L'Orgueil Puni, comédie en un acte, en prose, par Madame Molé-Léger, 27 mars 1809.
Théâtre de l'Impératrice.
Almanach des Muses 1810.
Un jeune homme, se donnant pour le fils du seigneur du village où il est né, s'introduit chez un baron pour épouser sa fille ; le pere de cet amant arrive ; c'est un bon paysan qui découvre la supercherie de son fils. Le jeune homme essuie de vifs reproches ; il s'excuse sur l'amour qu'il avait conçu pour la fille du baron, et la crainte de ne point obtenir sa main s'il ne se présentait que comme simple villageois. Son excuse est admise d’autant que son père, fermier riche, vient d'acheter le château dont il a pris le nom. Tout s'arrange, et les deux amants sont unis.

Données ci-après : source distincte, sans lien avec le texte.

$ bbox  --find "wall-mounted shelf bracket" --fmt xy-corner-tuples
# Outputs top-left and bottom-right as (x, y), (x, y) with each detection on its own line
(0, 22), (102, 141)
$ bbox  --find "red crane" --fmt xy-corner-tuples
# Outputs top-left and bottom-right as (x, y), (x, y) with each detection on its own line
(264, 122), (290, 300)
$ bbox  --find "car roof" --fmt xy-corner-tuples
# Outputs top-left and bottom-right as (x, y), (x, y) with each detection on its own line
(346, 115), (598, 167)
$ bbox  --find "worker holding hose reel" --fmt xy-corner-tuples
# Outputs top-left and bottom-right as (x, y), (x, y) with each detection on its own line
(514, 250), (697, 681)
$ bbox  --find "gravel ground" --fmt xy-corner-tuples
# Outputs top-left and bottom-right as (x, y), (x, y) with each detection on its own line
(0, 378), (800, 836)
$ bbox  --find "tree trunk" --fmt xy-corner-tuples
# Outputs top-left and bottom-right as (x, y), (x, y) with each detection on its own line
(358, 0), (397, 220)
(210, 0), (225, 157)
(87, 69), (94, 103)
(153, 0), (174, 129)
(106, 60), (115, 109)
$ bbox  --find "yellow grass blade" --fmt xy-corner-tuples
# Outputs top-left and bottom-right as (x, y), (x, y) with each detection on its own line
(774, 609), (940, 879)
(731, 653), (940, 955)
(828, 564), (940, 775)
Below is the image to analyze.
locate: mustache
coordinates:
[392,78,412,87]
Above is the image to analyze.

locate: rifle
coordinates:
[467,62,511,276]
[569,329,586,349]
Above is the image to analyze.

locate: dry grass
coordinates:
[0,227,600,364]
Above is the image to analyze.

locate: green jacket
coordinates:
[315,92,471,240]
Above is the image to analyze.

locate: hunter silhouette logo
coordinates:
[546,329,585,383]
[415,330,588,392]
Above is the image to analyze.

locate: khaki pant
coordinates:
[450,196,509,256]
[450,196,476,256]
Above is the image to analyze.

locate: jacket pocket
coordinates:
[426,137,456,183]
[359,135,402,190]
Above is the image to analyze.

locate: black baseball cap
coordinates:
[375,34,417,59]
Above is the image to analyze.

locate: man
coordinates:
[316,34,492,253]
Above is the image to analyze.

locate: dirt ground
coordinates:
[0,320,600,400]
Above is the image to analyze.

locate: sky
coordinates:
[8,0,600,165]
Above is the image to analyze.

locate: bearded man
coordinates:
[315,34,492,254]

Quelque ressemblance, pour le fond, avec la Brouette du Vinaigrier et le Glorieux, du moins dans les principales situations de ces deux comédies. Dialogue facile, connaissance de la scene ; succès.
Sur la page de titre de la brochure, à Paris, chez Mad. Masson, 1809 :
L’Orgueil puni, comédie en un acte et en prose, Par M.me Molé-Léger. Représentée pour la première fois sur le théâtre de l’Impératrice par les Comédiens ordinaires de S. M. le 10 mars 1809.
La date donnée par la brochure n’est pas la bonne. La première n’a eu lieu que le 27 mars.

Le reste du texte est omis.